West Virginia American Water agrees to improve potential threat monitoring

By Kyla Asbury | Jan 26, 2017

CHARLESTON – West Virginia American Water has agreed to improve the way it will monitor potential threats to the water system and how it communicates with the public, according to a settlement.

CHARLESTON – West Virginia American Water has agreed to improve the way it will monitor potential threats to the water system and how it communicates with the public, according to a settlement.

The settlement could lead to the end of the investigation by the West Virginia Public Service Commission that began after the 2014 chemical spill into the Elk River by Freedom Industries.

Even though Freedom was responsible for the chemical spill, WVAW drew criticism because of how it responded to the incident.

Its response led to the contaminated water getting into the Kanawha Valley Treatment plant and contaminating the water supply that spanned over nine counties and more than 300,000 West Virginians.

On Jan. 25, WVAW entered into a settlement agreement wherein the company agreed to comply with several stipulations, including source water protection planning, contingency planning, communications with the public and increased monitoring for contaminants in the water.

WVAW has already created and filed a Source Water Protection Plan with the West Virginia Department of Health and Human Resources’ Bureau for Public Health, which, according to the settlement agreement, will be updated periodically as required by the existing law, but the next update must be finalized by July 1, 2019. The public will have an active part in the updating of the plan.

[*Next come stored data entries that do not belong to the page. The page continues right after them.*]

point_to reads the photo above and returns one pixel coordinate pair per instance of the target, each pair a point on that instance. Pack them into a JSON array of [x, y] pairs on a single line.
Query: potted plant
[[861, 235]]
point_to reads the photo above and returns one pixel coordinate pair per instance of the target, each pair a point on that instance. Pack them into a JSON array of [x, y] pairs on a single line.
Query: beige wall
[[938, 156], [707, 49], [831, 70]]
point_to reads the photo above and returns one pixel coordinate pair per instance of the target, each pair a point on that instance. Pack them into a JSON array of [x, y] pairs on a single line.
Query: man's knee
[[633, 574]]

According to the agreement, WVAW will maintain an incident/event responding system compliant with the Bureau of Public Health requirements and there will also be specified levels of response communication that depend on the severity of the incident.

The water company has also agreed to install and maintain monitoring systems that meet technical capabilities specified by state code and widen the category of contaminants the systems can detect.

In the agreement, WVAW can now request cost recovery to build two water tanks at Amandaville to provide an additional eight million gallons of storage for its west relay.

WVAW, the state Public Service Commission, the Consumer Advocate and counsel for business intervenors all sighed the agreement. While it did not oppose any of the terms, Advocates for a Safe Water System did not sign the agreement.